An under-the-hood look at the Exchange ESE backup process

I recently updated my understanding of Exchange Server backups and restores (I'm always discovering new things about Exchange) and learned quite a bit about how Exchange backs up databases. This week, I want to give you an under-the-hood look at the Exchange Extensible Storage Engine (ESE) backup process. Next week, I'll cover the ESE restore operation.

Starting Off
Several important operations occur at the start of Exchange's backup process. When you initialize a full backup operation, ESE begins by flushing all the dirty pages in its cache (i.e., the Information Store—IS—buffers) to disk and halting the checkpoint. The checkpoint won't advance until the backup operation is complete. (When you run a partial backup such as a differential, incremental, or copy backup, ESE lets the checkpoint advance because the backup operation doesn't touch the databases.) Next, ESE creates patch files for each database you're backing up. ESE uses patch files in special circumstances during backup operations to ensure database integrity. (In Exchange 2000 Server Service Pack 2—SP2—Microsoft figured out how to avoid the need to flush dirty pages that cause patching operations, so SP2 doesn't need to use patch files.)

Copying the Databases
The next step in the backup process involves backing up the database files. The backup application uses backup API calls to pass to ESE a list of databases to be backed up. These database are open files (remember Exchange backups let you back up the databases online), so the backup application doesn't simply copy the databases to the backup set. Instead, ESE begins to send the backup application 64KB chunks of database pages (sixteen 4KB pages at a time) in sequential order. During this crucial step, ESE performs a checksum on each page; any errors cause the backup operation to terminate with the -1018 error. (See "Understanding -1018, -1019, and -1022 Database Errors," http://www.exchangeadmin.com, InstantDoc ID 25236, for a description of this error.) ESE continues this process until it has sent the backup application all the pages for each database.

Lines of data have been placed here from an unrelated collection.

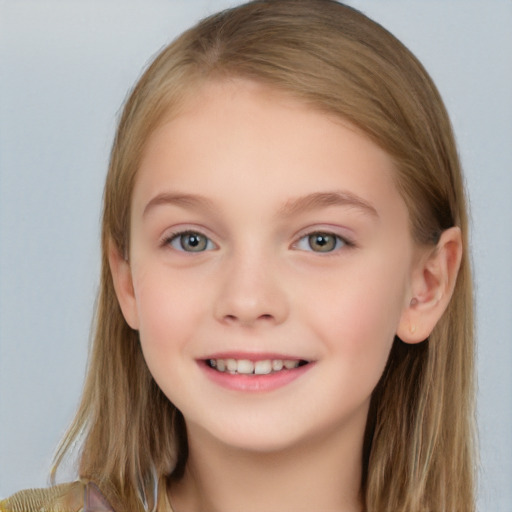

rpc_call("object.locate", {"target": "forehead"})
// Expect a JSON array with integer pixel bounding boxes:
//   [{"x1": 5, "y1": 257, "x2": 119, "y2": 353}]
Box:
[{"x1": 134, "y1": 80, "x2": 400, "y2": 222}]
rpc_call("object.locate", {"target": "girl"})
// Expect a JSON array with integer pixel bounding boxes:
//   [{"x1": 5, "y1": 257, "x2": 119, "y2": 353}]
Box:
[{"x1": 0, "y1": 0, "x2": 474, "y2": 512}]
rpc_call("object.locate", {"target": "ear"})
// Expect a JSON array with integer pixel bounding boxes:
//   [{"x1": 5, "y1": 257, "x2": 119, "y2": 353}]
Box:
[
  {"x1": 108, "y1": 240, "x2": 139, "y2": 330},
  {"x1": 397, "y1": 227, "x2": 462, "y2": 343}
]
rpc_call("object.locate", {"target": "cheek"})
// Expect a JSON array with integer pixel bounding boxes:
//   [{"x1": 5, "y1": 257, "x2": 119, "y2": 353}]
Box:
[
  {"x1": 300, "y1": 254, "x2": 406, "y2": 362},
  {"x1": 134, "y1": 270, "x2": 203, "y2": 358}
]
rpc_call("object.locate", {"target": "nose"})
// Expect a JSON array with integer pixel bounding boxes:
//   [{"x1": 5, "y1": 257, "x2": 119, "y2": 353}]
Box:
[{"x1": 215, "y1": 249, "x2": 289, "y2": 327}]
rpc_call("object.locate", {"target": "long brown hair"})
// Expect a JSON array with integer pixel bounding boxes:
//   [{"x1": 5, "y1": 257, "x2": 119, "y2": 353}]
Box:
[{"x1": 55, "y1": 0, "x2": 474, "y2": 512}]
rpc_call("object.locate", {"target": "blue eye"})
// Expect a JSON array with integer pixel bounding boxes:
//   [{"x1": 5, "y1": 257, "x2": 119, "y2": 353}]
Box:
[
  {"x1": 166, "y1": 231, "x2": 215, "y2": 252},
  {"x1": 295, "y1": 231, "x2": 349, "y2": 253}
]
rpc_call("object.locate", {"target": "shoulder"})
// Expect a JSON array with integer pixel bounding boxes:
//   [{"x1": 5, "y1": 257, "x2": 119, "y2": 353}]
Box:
[{"x1": 0, "y1": 481, "x2": 114, "y2": 512}]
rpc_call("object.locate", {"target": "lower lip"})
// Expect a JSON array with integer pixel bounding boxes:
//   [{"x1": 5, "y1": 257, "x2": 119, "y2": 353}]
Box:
[{"x1": 200, "y1": 361, "x2": 313, "y2": 393}]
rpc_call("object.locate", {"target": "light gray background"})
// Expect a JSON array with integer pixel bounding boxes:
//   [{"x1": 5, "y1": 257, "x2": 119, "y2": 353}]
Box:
[{"x1": 0, "y1": 0, "x2": 512, "y2": 512}]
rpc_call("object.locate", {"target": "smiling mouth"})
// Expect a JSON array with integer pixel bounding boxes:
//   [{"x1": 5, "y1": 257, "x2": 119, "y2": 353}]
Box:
[{"x1": 206, "y1": 358, "x2": 309, "y2": 375}]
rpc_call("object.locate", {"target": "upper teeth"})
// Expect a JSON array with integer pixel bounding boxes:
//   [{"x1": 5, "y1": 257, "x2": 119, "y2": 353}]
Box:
[{"x1": 208, "y1": 359, "x2": 300, "y2": 375}]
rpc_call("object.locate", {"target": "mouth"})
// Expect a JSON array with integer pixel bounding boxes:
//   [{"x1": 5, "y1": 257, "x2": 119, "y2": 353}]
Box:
[{"x1": 205, "y1": 358, "x2": 310, "y2": 375}]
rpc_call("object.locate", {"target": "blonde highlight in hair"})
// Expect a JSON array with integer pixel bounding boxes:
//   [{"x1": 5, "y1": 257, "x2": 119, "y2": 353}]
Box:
[{"x1": 52, "y1": 0, "x2": 475, "y2": 512}]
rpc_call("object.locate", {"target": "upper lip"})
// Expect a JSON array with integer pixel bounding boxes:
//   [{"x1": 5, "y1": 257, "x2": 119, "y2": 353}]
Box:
[{"x1": 200, "y1": 351, "x2": 311, "y2": 362}]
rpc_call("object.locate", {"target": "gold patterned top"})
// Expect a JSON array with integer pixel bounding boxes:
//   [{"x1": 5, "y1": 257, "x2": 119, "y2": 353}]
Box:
[{"x1": 0, "y1": 481, "x2": 115, "y2": 512}]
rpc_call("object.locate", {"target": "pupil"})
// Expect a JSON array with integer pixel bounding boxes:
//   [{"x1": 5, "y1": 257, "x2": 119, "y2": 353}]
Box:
[
  {"x1": 309, "y1": 234, "x2": 336, "y2": 252},
  {"x1": 188, "y1": 235, "x2": 199, "y2": 247},
  {"x1": 181, "y1": 233, "x2": 207, "y2": 252}
]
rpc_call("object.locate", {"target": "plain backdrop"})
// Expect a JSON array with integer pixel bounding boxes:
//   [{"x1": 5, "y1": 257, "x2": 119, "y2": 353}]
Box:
[{"x1": 0, "y1": 0, "x2": 512, "y2": 512}]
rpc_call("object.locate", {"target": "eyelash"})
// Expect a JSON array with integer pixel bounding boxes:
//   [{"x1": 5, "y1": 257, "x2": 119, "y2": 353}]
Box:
[
  {"x1": 162, "y1": 229, "x2": 355, "y2": 255},
  {"x1": 162, "y1": 229, "x2": 216, "y2": 253},
  {"x1": 293, "y1": 230, "x2": 354, "y2": 255}
]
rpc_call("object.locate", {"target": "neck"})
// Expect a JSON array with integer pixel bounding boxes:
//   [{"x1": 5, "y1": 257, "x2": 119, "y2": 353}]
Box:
[{"x1": 170, "y1": 422, "x2": 363, "y2": 512}]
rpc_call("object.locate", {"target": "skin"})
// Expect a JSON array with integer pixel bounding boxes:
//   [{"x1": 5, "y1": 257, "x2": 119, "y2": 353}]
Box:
[{"x1": 111, "y1": 80, "x2": 460, "y2": 512}]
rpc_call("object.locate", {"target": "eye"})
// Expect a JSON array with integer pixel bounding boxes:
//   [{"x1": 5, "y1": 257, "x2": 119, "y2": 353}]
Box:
[
  {"x1": 165, "y1": 231, "x2": 215, "y2": 252},
  {"x1": 295, "y1": 231, "x2": 350, "y2": 252}
]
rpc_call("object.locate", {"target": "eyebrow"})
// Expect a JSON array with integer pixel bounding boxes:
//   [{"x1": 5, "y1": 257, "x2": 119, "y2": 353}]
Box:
[
  {"x1": 142, "y1": 192, "x2": 214, "y2": 217},
  {"x1": 142, "y1": 191, "x2": 379, "y2": 217},
  {"x1": 279, "y1": 191, "x2": 379, "y2": 217}
]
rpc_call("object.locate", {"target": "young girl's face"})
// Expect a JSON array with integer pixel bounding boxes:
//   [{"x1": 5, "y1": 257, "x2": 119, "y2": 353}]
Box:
[{"x1": 115, "y1": 80, "x2": 416, "y2": 451}]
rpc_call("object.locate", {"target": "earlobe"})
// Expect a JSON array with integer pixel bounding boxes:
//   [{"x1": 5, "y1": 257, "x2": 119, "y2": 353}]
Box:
[
  {"x1": 397, "y1": 227, "x2": 462, "y2": 343},
  {"x1": 108, "y1": 241, "x2": 139, "y2": 330}
]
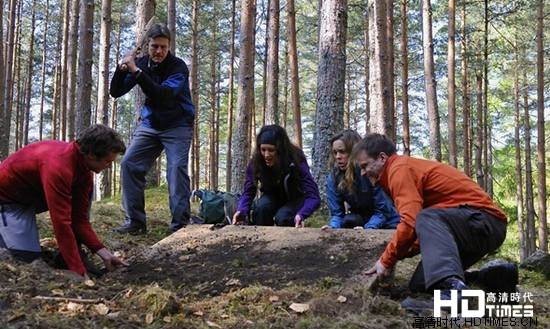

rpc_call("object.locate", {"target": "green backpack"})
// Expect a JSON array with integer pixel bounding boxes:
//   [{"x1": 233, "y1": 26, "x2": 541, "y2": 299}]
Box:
[{"x1": 193, "y1": 189, "x2": 239, "y2": 224}]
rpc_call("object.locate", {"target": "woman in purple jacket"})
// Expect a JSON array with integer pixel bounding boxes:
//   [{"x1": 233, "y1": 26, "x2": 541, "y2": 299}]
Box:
[{"x1": 233, "y1": 125, "x2": 321, "y2": 227}]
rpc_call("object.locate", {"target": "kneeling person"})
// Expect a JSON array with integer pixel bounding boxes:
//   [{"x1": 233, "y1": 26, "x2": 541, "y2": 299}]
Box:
[{"x1": 0, "y1": 125, "x2": 127, "y2": 277}]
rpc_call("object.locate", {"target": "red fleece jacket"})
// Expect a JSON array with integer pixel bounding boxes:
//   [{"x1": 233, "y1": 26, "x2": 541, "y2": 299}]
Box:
[
  {"x1": 0, "y1": 141, "x2": 104, "y2": 275},
  {"x1": 379, "y1": 154, "x2": 506, "y2": 268}
]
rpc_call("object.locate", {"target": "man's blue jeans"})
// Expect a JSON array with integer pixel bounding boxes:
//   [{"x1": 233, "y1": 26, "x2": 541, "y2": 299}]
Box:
[{"x1": 121, "y1": 124, "x2": 193, "y2": 231}]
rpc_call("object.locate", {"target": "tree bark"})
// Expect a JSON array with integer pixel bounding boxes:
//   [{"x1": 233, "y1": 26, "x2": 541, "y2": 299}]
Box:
[
  {"x1": 401, "y1": 0, "x2": 411, "y2": 155},
  {"x1": 422, "y1": 0, "x2": 441, "y2": 161},
  {"x1": 0, "y1": 0, "x2": 19, "y2": 159},
  {"x1": 58, "y1": 0, "x2": 70, "y2": 140},
  {"x1": 190, "y1": 0, "x2": 200, "y2": 189},
  {"x1": 523, "y1": 72, "x2": 537, "y2": 257},
  {"x1": 287, "y1": 0, "x2": 302, "y2": 148},
  {"x1": 225, "y1": 0, "x2": 236, "y2": 190},
  {"x1": 231, "y1": 0, "x2": 256, "y2": 192},
  {"x1": 475, "y1": 73, "x2": 486, "y2": 190},
  {"x1": 95, "y1": 0, "x2": 113, "y2": 200},
  {"x1": 75, "y1": 0, "x2": 94, "y2": 136},
  {"x1": 23, "y1": 0, "x2": 37, "y2": 145},
  {"x1": 312, "y1": 0, "x2": 347, "y2": 205},
  {"x1": 167, "y1": 0, "x2": 176, "y2": 56},
  {"x1": 265, "y1": 0, "x2": 280, "y2": 124},
  {"x1": 66, "y1": 0, "x2": 83, "y2": 139},
  {"x1": 514, "y1": 47, "x2": 528, "y2": 261},
  {"x1": 461, "y1": 1, "x2": 472, "y2": 177},
  {"x1": 367, "y1": 0, "x2": 391, "y2": 134},
  {"x1": 537, "y1": 0, "x2": 548, "y2": 252},
  {"x1": 447, "y1": 0, "x2": 458, "y2": 167},
  {"x1": 208, "y1": 26, "x2": 219, "y2": 190},
  {"x1": 386, "y1": 1, "x2": 396, "y2": 141},
  {"x1": 38, "y1": 0, "x2": 50, "y2": 140},
  {"x1": 0, "y1": 0, "x2": 5, "y2": 156}
]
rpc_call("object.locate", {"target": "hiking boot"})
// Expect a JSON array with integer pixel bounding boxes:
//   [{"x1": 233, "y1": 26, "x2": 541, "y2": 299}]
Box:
[
  {"x1": 466, "y1": 263, "x2": 519, "y2": 295},
  {"x1": 401, "y1": 296, "x2": 434, "y2": 316},
  {"x1": 113, "y1": 222, "x2": 147, "y2": 235}
]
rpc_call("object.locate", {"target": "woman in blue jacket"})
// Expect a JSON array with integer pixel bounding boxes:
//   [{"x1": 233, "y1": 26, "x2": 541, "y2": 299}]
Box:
[
  {"x1": 233, "y1": 125, "x2": 321, "y2": 227},
  {"x1": 323, "y1": 129, "x2": 399, "y2": 229}
]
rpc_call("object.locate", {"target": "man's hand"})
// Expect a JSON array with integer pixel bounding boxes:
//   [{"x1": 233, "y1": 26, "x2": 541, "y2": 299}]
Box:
[
  {"x1": 294, "y1": 214, "x2": 304, "y2": 228},
  {"x1": 97, "y1": 248, "x2": 130, "y2": 272},
  {"x1": 118, "y1": 50, "x2": 137, "y2": 72},
  {"x1": 365, "y1": 259, "x2": 391, "y2": 278}
]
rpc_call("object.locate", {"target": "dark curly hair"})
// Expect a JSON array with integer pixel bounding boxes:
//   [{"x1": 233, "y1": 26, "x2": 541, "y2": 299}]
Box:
[
  {"x1": 76, "y1": 124, "x2": 126, "y2": 158},
  {"x1": 252, "y1": 125, "x2": 305, "y2": 181}
]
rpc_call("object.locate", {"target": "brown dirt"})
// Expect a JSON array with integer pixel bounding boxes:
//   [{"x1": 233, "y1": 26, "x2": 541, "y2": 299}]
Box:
[
  {"x1": 120, "y1": 225, "x2": 393, "y2": 296},
  {"x1": 0, "y1": 225, "x2": 406, "y2": 328}
]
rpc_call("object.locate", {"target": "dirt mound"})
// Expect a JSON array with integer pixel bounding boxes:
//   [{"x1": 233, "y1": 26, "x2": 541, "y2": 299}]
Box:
[{"x1": 120, "y1": 225, "x2": 394, "y2": 296}]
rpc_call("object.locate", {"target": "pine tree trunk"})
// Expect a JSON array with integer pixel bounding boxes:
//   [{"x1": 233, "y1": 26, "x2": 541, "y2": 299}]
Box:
[
  {"x1": 58, "y1": 0, "x2": 70, "y2": 140},
  {"x1": 167, "y1": 0, "x2": 176, "y2": 56},
  {"x1": 95, "y1": 0, "x2": 113, "y2": 200},
  {"x1": 475, "y1": 73, "x2": 486, "y2": 190},
  {"x1": 225, "y1": 0, "x2": 236, "y2": 191},
  {"x1": 38, "y1": 0, "x2": 50, "y2": 140},
  {"x1": 367, "y1": 0, "x2": 391, "y2": 134},
  {"x1": 231, "y1": 0, "x2": 256, "y2": 192},
  {"x1": 461, "y1": 1, "x2": 472, "y2": 177},
  {"x1": 287, "y1": 0, "x2": 302, "y2": 148},
  {"x1": 23, "y1": 0, "x2": 37, "y2": 145},
  {"x1": 75, "y1": 0, "x2": 94, "y2": 136},
  {"x1": 190, "y1": 0, "x2": 200, "y2": 190},
  {"x1": 0, "y1": 0, "x2": 5, "y2": 157},
  {"x1": 514, "y1": 47, "x2": 528, "y2": 261},
  {"x1": 312, "y1": 0, "x2": 347, "y2": 205},
  {"x1": 537, "y1": 0, "x2": 548, "y2": 252},
  {"x1": 265, "y1": 0, "x2": 280, "y2": 124},
  {"x1": 447, "y1": 0, "x2": 458, "y2": 167},
  {"x1": 66, "y1": 0, "x2": 83, "y2": 139},
  {"x1": 0, "y1": 0, "x2": 18, "y2": 159},
  {"x1": 523, "y1": 72, "x2": 537, "y2": 256},
  {"x1": 208, "y1": 26, "x2": 219, "y2": 190},
  {"x1": 386, "y1": 1, "x2": 396, "y2": 141},
  {"x1": 401, "y1": 0, "x2": 411, "y2": 155}
]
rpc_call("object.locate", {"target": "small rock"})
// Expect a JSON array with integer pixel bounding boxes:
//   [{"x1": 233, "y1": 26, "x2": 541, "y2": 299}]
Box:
[{"x1": 520, "y1": 250, "x2": 550, "y2": 280}]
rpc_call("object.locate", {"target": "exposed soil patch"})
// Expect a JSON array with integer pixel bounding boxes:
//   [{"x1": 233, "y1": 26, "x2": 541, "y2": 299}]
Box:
[{"x1": 119, "y1": 225, "x2": 393, "y2": 296}]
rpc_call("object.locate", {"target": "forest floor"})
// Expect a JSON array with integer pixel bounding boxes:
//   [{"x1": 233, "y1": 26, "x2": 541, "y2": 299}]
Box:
[{"x1": 0, "y1": 187, "x2": 550, "y2": 329}]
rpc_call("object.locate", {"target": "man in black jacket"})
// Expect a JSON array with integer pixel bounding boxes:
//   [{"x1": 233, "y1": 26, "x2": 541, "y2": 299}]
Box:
[{"x1": 110, "y1": 24, "x2": 195, "y2": 234}]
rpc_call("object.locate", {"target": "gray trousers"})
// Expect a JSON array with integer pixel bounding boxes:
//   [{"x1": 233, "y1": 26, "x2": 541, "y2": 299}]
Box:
[
  {"x1": 121, "y1": 125, "x2": 193, "y2": 230},
  {"x1": 409, "y1": 207, "x2": 506, "y2": 292}
]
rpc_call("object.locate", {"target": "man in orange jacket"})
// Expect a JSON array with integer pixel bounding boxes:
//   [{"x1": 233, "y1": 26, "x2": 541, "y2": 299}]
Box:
[{"x1": 354, "y1": 134, "x2": 517, "y2": 302}]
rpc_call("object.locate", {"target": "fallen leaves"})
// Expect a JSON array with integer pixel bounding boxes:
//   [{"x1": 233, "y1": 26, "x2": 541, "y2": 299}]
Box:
[
  {"x1": 94, "y1": 303, "x2": 109, "y2": 315},
  {"x1": 289, "y1": 303, "x2": 309, "y2": 313}
]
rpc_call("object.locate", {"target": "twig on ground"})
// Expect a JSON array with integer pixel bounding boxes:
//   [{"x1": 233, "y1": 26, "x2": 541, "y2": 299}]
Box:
[{"x1": 33, "y1": 296, "x2": 103, "y2": 304}]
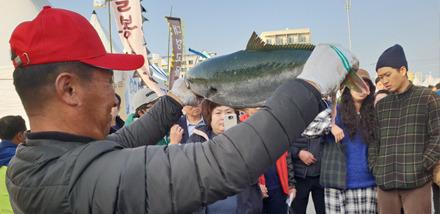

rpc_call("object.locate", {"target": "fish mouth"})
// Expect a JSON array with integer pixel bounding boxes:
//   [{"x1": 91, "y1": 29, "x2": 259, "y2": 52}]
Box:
[{"x1": 342, "y1": 69, "x2": 370, "y2": 95}]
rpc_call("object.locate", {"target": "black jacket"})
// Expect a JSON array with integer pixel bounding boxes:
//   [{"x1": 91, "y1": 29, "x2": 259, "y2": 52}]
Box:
[
  {"x1": 6, "y1": 79, "x2": 320, "y2": 214},
  {"x1": 290, "y1": 137, "x2": 324, "y2": 178},
  {"x1": 186, "y1": 125, "x2": 263, "y2": 214}
]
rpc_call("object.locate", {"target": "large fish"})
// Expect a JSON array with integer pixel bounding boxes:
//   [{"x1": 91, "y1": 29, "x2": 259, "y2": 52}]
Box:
[{"x1": 185, "y1": 32, "x2": 368, "y2": 108}]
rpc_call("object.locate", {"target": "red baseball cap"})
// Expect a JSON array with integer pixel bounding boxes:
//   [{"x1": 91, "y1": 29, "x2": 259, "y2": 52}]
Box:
[{"x1": 9, "y1": 6, "x2": 145, "y2": 70}]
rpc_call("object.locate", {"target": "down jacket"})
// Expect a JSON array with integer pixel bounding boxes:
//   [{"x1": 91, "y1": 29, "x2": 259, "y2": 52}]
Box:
[{"x1": 6, "y1": 80, "x2": 320, "y2": 214}]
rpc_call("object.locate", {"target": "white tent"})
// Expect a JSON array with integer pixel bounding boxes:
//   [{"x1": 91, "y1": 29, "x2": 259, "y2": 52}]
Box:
[{"x1": 0, "y1": 0, "x2": 50, "y2": 125}]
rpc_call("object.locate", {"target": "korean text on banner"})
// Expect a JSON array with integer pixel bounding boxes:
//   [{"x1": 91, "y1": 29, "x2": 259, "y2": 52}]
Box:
[
  {"x1": 110, "y1": 0, "x2": 164, "y2": 96},
  {"x1": 165, "y1": 17, "x2": 184, "y2": 90}
]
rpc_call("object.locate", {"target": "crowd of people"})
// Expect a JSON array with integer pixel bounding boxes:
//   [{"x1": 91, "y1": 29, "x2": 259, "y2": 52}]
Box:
[{"x1": 0, "y1": 7, "x2": 440, "y2": 214}]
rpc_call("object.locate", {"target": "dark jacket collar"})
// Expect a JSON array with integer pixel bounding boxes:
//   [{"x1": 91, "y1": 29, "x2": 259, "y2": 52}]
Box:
[{"x1": 25, "y1": 132, "x2": 95, "y2": 143}]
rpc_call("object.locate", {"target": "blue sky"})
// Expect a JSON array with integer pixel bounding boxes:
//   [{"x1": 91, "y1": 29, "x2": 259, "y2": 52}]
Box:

Back Up the Transaction Logs
Next, ESE must store the transaction logs to the backup set. As I mentioned earlier, ESE halts the checkpoint at the beginning of the backup. Although the checkpoint is halted, ESE continues to write transactions to the log files and continues to flush dirty pages from the database cache to disk. To back up the log files, the backup application uses the HrESEBackupGetLogAndPatchFiles API call to request a list of log files (and patch files, if applicable) from ESE. When ESE receives this call, it closes the current log file, saves the file as the next log generation in a sequential list, and opens a new E0n.log file (n refers to the storage group—SG—instance of the log file). In the case of a full backup, ESE then returns a list of log files to the backup application; this list starts with the current log generation (in which the checkpoint was halted) and ends with the log generation that ESE just closed (i.e., E0n.log minus 1). In the case of an incremental or differential backup, ESE returns a list beginning with the oldest log generation on disk and ending with the most recently closed log generation. Using this list, the backup application can open file handles to the log files and copy them to the backup set. During this operation, ESE ensures that no log generation is missing from the sequence passed to the backup application.

Truncate the Logs
After the log files have been stored to the backup set, they aren't needed on disk. During full and incremental backup operations, ESE truncates the log files on disk after it receives the HrESEBackupTruncateLog API call from the backup application. The lower of either the checkpoint log generation or the log generation listed in the database header for the current full backup determines which log files ESE truncates. (To view the header, use the Eseutil program with the /mh parameter.) After the log files are truncated, the backup operation is complete and the backup application closes the backup set. At this point, ESE can return to normal database-engine operations and permit the checkpoint to advance.

The backup operation for the Exchange ESE is intricate and can be confusing. However, understanding how this important operation works is crucial. The way you structure your backups and the combination of full, incremental, or differential backups that you employ determines the recoverability of your valuable Exchange data. As an exercise to better understand this process, you might want to consider testing backup operations in a lab environment.